9 Mayıs 2018 Çarşamba

EKONOMİ FIKRALARI: DÜNYANIN EN AKILLI ADAMINI ARAYAN KEŞİŞ VE NASREDDİN HOCA

Keşişin biri dünyanın en akıllı adamını bulmak için, diyar diyar gezerken, Nasreddin Hoca’nın köyüne uğramış ve köylülere sormuş:
- Sizin köyün en akıllı adamı kimdir?
- Nasreddin Hoca, demiş köylüler.
Bunun üzerine keşiş köy meydanında Hoca ile hiç konuşmadan görüşmeye başlamış. Zekasını ölçmek için eline bir çomak almış, yere bir daire çizmiş.
Nasreddin Hoca da çomakla daireyi ortadan ikiye bölmüş. Keşiş bir doğru daha çizerek daireyi dörde bölmüş. Hoca da dörde bölünmüş dairenin üç dilimine çarpı işareti koymuş. Keşiş elleriyle aşağıdan yukarıya doğru hareket yapmış. Hoca da yukarıdan aşağıya yapmış ve keşiş büyük bir hayranlıkla hocayı tebrik etmiş.
Olup bitenden bir şey anlamayan halk keşişe ne olduğunu sormuş.

Keşiş de:
- Bu adam gerçekten dünyanın en akıllı adamı. Yere dünya çizdim 'o ortadan ekvator geçer' dedi.

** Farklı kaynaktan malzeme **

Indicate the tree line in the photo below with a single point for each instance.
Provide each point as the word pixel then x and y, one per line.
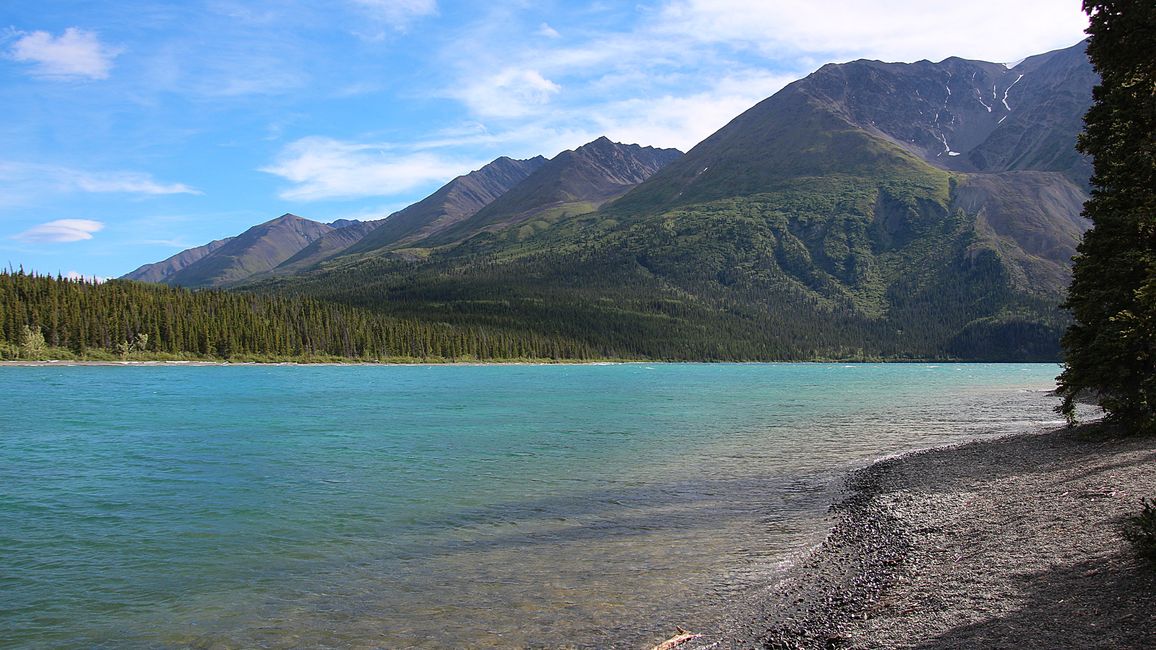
pixel 86 319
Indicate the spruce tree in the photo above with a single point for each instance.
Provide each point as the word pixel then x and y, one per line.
pixel 1111 346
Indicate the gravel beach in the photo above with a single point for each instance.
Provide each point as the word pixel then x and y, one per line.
pixel 1010 543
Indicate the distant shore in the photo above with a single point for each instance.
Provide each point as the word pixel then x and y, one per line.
pixel 1009 543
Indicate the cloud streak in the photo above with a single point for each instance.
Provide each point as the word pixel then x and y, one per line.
pixel 61 230
pixel 22 177
pixel 73 54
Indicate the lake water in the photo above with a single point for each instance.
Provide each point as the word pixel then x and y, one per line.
pixel 439 507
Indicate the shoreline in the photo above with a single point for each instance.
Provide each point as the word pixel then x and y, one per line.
pixel 1002 543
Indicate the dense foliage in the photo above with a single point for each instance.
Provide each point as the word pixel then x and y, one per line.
pixel 1111 347
pixel 820 268
pixel 82 319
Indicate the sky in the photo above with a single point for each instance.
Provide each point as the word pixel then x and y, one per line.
pixel 133 130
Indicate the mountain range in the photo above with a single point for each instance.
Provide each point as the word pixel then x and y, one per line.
pixel 868 211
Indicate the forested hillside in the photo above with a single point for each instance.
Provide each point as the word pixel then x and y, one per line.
pixel 125 319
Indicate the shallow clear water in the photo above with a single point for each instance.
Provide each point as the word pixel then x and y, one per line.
pixel 390 507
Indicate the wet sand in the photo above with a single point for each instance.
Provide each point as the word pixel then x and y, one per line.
pixel 1010 543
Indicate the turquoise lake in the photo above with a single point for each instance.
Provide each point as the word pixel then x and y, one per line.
pixel 441 507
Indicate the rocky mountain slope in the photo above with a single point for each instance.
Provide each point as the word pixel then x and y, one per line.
pixel 869 211
pixel 256 251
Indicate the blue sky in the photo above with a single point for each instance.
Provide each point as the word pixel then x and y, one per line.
pixel 134 130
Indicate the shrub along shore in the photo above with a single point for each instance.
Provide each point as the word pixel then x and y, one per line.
pixel 1019 541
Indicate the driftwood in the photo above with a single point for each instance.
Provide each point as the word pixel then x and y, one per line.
pixel 676 641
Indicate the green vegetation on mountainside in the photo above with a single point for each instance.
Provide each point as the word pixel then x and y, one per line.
pixel 81 319
pixel 828 267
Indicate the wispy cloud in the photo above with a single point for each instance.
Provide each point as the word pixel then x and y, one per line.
pixel 510 93
pixel 30 177
pixel 60 230
pixel 324 168
pixel 73 54
pixel 395 15
pixel 898 30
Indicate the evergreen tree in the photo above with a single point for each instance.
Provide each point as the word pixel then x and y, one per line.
pixel 1111 347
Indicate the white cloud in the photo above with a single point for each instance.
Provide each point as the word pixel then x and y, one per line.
pixel 682 122
pixel 510 93
pixel 126 182
pixel 397 14
pixel 74 54
pixel 897 30
pixel 60 230
pixel 24 177
pixel 323 168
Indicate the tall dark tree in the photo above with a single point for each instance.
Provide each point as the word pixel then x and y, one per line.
pixel 1111 347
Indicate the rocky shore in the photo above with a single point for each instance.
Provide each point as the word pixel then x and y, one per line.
pixel 1012 543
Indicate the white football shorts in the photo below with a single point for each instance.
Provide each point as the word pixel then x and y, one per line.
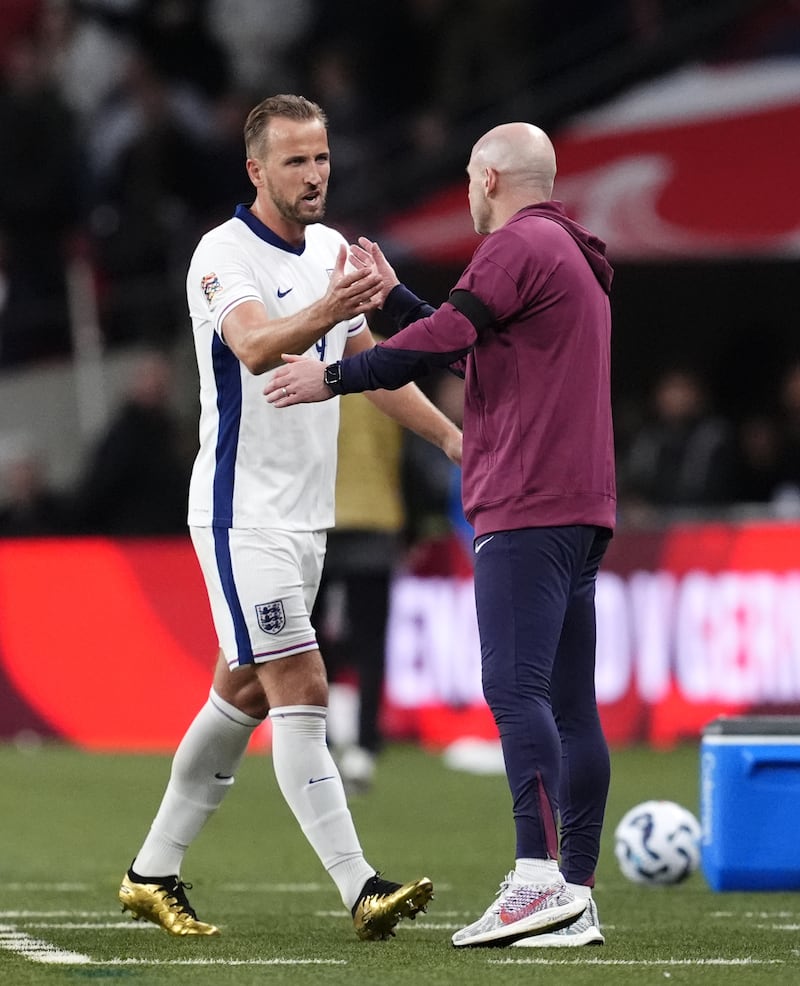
pixel 261 586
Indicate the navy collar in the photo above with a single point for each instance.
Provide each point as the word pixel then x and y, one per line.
pixel 264 232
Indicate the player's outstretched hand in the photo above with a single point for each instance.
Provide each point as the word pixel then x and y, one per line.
pixel 368 255
pixel 298 381
pixel 351 293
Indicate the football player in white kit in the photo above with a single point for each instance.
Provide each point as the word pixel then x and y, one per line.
pixel 272 280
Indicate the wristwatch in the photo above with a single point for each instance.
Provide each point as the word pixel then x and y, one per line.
pixel 333 377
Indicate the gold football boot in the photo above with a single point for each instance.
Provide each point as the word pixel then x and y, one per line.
pixel 382 904
pixel 164 903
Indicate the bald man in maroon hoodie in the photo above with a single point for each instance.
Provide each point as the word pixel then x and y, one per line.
pixel 528 325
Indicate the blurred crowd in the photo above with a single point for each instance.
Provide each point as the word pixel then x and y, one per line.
pixel 121 144
pixel 122 126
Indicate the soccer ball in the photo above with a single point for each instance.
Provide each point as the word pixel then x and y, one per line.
pixel 657 842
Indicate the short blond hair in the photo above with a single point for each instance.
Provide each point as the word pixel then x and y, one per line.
pixel 285 106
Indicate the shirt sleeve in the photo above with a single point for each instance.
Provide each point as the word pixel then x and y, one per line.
pixel 436 340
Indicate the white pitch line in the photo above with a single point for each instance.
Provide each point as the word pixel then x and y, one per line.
pixel 638 962
pixel 24 915
pixel 125 962
pixel 36 950
pixel 91 925
pixel 45 953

Ben dünyayı dörde böldüm o da 'dörtte üçü sudur' dedi. Ben yerden buharlaşma sonucunda ne olur dedim, o da 'yağmur yağar' dedi.
Bu sefer Hocaya neler olduğunu sorar halk... Hoca da:
- Bu adam oburun biri. Yere bir tepsi baklava çizdi, 'Ben de, yarısı benim' dedim. Daha sonra tepsiyi dörde böldü, o zaman 'dörtte üçü benim' dedim. O da; tepsi, altından, ateşi hafif hafif almalı dedi, ben de 'üstüne fındık fıstık serpersek, daha iyi olur 'dedim.
(Bu fıkra, Dünya Gazetesinde 08 Mayıs 2018 tarihinde yayınlanan "Bilgi paylaştıkça şirket büyür mü?" başlıklı yazıdan alıntılanmıştır.)